Well, there was no live band. The closest things were when Huber meandered through a 40-minute ambient keyboard solo to begin the event and MCs Rob Gallagher and Tweed chanted over a Dorfmeister DJ set. Meanwhile, the psychedelic images Fritz Fitzke projected on a screen over the stage didn't stimulate sensory overload, and the gig lasted a mere three hours -- though that was plenty.
So rather than being the mind-bending techno extravaganza it was purported to be, Tosca's "performance" -- Dorfmeister and Huber never actually played music together -- felt more like a tiny li'l rave, which seemed to suit the crowd at the less-than-full club just fine.
But Huber's electric-piano performance was self-effacing to a fault. As he tinkled away, images of human silhouettes, stars and jungles danced above his head. In fact, the projections were the only things dancing at that point; the audience just chatted away as the background music remained there.

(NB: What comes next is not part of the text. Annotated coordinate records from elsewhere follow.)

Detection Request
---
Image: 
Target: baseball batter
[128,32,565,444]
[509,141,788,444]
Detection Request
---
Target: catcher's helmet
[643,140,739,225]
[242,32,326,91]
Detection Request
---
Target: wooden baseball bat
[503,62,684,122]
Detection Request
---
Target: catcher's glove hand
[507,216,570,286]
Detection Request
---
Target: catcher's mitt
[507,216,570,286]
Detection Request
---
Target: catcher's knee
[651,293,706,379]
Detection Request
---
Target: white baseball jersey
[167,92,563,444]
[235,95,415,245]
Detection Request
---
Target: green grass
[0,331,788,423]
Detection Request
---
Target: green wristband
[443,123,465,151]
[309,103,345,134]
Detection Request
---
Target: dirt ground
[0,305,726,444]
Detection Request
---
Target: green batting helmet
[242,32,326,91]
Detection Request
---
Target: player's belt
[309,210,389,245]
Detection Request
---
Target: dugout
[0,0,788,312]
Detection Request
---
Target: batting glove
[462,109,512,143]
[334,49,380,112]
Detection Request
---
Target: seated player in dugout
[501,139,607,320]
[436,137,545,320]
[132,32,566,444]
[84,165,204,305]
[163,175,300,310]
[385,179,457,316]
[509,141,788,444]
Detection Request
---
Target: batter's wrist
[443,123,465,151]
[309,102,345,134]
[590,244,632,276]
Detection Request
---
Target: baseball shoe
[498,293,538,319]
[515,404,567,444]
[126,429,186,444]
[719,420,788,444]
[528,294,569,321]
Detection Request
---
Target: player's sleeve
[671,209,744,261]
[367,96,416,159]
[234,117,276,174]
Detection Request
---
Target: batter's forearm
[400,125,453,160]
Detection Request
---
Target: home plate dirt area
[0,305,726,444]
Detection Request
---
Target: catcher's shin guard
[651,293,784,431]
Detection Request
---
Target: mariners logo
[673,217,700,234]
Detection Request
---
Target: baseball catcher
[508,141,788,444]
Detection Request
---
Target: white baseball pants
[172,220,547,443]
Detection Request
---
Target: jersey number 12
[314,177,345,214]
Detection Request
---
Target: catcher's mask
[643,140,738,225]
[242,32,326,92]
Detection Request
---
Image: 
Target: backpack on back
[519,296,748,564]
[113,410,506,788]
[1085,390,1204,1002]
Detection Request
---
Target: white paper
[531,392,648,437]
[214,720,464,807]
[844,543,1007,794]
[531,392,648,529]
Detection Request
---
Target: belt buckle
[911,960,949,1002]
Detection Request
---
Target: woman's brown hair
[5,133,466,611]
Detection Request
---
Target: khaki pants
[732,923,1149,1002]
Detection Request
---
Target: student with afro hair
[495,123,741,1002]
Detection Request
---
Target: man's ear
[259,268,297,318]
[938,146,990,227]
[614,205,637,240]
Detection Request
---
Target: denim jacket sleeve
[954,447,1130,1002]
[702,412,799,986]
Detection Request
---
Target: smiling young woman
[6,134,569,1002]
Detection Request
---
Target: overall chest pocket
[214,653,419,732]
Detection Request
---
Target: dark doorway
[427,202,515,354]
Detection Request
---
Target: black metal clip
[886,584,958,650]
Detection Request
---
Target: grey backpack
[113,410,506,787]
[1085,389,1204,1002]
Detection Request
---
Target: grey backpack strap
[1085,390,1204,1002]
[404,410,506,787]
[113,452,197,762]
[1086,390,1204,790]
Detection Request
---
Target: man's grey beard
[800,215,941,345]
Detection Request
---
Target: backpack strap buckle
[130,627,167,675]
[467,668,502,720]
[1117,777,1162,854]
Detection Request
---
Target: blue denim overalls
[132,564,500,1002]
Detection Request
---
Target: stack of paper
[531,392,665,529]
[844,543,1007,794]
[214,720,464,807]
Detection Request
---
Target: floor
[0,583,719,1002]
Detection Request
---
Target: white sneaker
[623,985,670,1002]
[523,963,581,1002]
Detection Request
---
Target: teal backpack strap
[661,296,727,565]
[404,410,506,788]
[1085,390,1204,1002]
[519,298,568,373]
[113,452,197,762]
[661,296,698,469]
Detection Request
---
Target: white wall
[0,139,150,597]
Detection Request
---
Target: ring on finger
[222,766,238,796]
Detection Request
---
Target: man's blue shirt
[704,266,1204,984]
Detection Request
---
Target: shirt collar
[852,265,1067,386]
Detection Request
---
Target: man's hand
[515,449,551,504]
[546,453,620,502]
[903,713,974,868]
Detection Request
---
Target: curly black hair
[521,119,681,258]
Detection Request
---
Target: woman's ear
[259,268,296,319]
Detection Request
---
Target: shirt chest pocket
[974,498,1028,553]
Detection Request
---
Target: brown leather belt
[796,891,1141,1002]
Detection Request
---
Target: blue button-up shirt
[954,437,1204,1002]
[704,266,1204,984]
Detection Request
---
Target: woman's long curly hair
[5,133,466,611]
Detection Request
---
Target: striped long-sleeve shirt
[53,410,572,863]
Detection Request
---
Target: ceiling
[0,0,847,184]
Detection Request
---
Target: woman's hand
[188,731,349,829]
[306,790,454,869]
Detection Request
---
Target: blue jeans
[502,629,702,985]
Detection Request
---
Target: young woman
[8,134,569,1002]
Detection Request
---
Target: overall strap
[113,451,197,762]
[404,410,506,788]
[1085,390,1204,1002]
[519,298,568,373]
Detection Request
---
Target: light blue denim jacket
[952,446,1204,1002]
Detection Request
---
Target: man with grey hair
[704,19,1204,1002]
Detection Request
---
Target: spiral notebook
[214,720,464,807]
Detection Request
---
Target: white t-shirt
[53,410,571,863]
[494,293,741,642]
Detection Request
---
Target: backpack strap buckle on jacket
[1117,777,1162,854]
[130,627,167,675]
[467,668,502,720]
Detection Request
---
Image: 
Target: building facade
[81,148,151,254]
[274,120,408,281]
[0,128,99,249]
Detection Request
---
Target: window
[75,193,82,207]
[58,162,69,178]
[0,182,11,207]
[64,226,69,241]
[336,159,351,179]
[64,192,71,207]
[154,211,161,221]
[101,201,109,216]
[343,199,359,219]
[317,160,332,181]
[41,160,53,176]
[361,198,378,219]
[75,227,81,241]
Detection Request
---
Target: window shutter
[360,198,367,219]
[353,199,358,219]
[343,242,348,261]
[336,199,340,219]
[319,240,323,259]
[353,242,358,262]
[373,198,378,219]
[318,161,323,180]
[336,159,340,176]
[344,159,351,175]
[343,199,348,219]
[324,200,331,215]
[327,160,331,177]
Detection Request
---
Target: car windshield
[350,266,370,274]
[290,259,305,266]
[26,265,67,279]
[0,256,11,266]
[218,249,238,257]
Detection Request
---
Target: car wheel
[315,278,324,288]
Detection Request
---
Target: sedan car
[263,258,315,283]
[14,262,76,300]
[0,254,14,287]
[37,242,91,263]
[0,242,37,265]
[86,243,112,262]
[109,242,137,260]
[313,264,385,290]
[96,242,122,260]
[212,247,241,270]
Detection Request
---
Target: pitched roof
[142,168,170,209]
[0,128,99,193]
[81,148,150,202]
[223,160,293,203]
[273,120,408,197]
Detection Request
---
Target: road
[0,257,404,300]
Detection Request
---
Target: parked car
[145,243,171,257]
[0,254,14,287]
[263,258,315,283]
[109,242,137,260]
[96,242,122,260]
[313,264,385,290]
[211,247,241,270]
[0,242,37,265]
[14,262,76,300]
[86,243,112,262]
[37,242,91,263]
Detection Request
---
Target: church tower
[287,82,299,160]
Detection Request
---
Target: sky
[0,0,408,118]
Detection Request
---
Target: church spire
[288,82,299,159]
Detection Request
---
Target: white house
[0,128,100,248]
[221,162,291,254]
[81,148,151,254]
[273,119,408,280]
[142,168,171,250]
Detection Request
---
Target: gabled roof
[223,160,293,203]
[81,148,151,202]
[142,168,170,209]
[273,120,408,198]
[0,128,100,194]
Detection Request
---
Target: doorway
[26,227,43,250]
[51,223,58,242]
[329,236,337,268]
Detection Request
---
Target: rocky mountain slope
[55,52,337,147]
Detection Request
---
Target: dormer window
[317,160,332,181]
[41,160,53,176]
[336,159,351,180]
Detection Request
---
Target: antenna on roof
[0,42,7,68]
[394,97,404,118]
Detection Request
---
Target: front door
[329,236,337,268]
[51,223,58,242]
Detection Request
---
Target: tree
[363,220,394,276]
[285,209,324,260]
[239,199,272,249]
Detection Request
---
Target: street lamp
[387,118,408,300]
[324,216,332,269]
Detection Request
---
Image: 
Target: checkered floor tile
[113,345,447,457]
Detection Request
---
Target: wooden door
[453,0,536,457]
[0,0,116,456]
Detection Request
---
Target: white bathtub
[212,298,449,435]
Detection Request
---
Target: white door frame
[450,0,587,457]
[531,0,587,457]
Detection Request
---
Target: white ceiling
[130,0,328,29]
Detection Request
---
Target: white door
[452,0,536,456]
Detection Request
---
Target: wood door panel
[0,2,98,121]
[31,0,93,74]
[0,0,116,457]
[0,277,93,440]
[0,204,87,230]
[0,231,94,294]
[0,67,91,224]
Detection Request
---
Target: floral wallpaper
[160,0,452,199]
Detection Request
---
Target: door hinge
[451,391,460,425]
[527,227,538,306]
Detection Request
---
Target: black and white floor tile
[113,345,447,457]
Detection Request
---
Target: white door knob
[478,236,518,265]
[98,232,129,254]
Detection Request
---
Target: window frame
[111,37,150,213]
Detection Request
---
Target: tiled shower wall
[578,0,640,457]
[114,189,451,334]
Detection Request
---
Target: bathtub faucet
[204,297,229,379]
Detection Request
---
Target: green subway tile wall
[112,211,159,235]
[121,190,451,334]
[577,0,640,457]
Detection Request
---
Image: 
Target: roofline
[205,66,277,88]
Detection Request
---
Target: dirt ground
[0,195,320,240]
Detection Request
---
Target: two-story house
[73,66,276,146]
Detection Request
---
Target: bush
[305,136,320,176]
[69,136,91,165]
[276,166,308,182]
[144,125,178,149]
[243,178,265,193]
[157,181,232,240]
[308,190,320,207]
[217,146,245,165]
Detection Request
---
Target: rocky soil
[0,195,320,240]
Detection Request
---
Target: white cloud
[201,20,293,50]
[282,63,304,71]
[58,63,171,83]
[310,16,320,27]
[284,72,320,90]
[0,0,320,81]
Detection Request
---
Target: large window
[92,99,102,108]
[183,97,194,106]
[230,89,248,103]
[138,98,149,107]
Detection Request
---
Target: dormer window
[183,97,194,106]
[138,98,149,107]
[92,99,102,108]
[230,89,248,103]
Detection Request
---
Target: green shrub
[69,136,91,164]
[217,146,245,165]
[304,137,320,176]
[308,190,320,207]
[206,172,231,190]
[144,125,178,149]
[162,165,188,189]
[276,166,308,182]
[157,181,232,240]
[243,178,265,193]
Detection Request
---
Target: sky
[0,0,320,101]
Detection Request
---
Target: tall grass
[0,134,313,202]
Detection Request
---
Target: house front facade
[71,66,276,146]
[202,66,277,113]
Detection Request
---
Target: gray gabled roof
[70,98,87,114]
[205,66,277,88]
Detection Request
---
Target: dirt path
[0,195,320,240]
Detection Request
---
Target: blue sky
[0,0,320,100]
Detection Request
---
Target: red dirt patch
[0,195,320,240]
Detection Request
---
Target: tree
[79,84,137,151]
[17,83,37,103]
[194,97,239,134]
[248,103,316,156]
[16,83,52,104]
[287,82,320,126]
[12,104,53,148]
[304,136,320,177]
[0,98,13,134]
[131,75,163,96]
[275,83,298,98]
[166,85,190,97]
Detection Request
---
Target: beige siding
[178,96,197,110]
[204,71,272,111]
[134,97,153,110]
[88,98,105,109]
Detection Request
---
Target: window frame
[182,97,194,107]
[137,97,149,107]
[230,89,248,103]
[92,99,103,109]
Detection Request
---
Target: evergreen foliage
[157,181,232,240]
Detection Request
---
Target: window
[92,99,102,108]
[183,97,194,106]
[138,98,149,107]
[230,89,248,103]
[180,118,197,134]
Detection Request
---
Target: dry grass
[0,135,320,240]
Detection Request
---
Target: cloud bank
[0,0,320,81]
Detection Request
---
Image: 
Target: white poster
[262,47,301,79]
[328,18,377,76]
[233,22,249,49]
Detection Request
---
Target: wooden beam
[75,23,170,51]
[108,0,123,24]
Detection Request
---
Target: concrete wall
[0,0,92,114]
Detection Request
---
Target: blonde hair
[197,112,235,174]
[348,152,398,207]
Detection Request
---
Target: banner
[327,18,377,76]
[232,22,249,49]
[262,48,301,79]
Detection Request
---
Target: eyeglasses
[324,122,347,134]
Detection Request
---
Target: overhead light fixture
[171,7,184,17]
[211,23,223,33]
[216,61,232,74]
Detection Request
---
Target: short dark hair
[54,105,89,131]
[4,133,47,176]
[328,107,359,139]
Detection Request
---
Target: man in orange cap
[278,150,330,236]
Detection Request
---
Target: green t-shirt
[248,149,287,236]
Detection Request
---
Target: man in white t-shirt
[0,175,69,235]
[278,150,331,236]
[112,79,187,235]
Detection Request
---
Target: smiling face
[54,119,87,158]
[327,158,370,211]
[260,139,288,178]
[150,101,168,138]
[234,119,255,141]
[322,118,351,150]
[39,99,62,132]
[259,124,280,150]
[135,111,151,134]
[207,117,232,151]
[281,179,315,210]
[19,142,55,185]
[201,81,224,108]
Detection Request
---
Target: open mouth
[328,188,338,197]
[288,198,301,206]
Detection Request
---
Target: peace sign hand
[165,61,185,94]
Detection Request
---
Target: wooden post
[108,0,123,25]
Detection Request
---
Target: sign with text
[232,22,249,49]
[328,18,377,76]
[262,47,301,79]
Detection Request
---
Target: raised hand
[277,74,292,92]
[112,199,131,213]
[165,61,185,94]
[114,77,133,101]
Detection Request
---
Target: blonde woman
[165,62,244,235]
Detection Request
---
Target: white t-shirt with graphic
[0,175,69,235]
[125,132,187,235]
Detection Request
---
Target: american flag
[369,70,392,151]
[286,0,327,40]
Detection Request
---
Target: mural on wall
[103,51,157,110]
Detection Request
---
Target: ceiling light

Things picked up considerably when Dorfmeister got behind the wheels of steel -- or rather CD players built for disc jockeys -- and the Austrian proved why he's such an in-demand DJ and remixer. For most of the next two hours Dorfmeister blended techno, dub and big beat in a seamless dance-floor construction that pumped up the party. But as the music began to slow and the midnight hour approached, the audience began to thin. A set-ending, and seemingly unironic, spin of the Beatles' "Come Together" sent the crowd scurrying off into the night.